Die australische Polizei hat am Montagmorgen (Ortszeit) zwei Wohnungen in Verbindung zum mutmaßlichen Attentäter von Neuseeland durchsucht.

Neuseeländischer Silberfarn auf Opernhaus in Sydney projiziert

Neuseeländischer Silberfarn auf Opernhaus in Sydney projiziert

Die australische Polizei hat am Montagmorgen (Ortszeit) zwei Wohnungen in Verbindung zum mutmaßlichen Attentäter von Neuseeland durchsucht. Wie die Polizei mitteilte, erfolgten die Durchsuchungen in den Orten Sandy Beach und Lawrence im australischen Bundesstaat New South Wales nahe der Ortschaft Grafton, aus welcher der mutmaßliche Attentäter Brenton Tarrant stammt.

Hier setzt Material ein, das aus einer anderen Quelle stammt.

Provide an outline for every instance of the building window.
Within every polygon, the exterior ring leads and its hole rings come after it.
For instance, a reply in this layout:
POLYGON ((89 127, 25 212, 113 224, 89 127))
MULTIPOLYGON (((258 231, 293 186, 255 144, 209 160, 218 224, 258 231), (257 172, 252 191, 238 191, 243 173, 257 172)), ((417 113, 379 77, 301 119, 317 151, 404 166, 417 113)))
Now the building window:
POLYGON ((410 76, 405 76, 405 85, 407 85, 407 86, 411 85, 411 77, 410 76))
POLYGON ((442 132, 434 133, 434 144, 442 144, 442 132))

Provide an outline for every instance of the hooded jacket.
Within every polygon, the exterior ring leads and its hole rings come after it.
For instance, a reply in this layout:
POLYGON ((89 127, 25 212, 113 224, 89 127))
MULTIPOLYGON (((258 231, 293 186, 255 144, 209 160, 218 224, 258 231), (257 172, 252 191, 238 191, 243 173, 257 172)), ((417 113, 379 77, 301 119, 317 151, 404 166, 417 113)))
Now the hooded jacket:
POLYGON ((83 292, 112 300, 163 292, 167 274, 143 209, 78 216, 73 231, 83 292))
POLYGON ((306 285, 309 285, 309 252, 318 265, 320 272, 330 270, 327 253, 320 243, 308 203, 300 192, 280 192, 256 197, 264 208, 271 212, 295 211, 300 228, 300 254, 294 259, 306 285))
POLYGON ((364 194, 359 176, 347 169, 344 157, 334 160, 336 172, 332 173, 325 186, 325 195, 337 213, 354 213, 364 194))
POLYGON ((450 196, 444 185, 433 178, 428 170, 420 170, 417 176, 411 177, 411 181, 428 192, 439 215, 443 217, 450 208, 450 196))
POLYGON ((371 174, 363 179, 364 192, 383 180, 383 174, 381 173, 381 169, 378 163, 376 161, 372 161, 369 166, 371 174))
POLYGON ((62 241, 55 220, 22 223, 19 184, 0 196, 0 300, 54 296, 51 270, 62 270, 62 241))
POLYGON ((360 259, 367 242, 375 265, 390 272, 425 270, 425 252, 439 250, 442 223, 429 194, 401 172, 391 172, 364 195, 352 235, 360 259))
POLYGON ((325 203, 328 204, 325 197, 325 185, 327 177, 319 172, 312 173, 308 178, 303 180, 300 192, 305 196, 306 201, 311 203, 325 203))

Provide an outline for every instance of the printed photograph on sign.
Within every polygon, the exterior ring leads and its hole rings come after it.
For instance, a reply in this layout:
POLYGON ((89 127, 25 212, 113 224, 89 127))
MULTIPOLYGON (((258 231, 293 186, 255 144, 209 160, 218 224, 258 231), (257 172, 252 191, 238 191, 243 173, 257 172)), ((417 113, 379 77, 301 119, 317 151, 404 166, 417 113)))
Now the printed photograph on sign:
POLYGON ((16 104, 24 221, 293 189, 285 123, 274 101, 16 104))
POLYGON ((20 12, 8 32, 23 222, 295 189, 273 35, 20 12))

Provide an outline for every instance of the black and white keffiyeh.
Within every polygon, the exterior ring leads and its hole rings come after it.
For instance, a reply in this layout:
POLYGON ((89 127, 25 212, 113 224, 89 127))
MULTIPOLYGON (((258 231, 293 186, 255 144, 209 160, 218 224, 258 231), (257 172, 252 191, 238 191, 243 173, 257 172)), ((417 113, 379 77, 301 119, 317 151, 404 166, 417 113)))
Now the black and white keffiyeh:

"Vorrangiges Ziel des Vorgehens ist es, formell Material zu erhalten, das der neuseeländischen Polizei in den laufenden Ermittlungen helfen kann", erklärte die australische Polizei. Tarrants Familie unterstütze die Polizei weiter bei den Ermittlungen. Bislang gebe es keine Hinweise auf eine mögliche Gefahr für die Öffentlichkeit.

Dem rechtsextremen Australier Brenton Tarrant wird vorgeworfen, am Freitag zwei Moscheen im neuseeländischen Christchurch gestürmt und das Feuer auf die Gläubigen eröffnet zu haben. 50 Menschen wurden getötet, 50 weitere verletzt. Tarrant wurde festgenommen und des Mordes beschuldigt.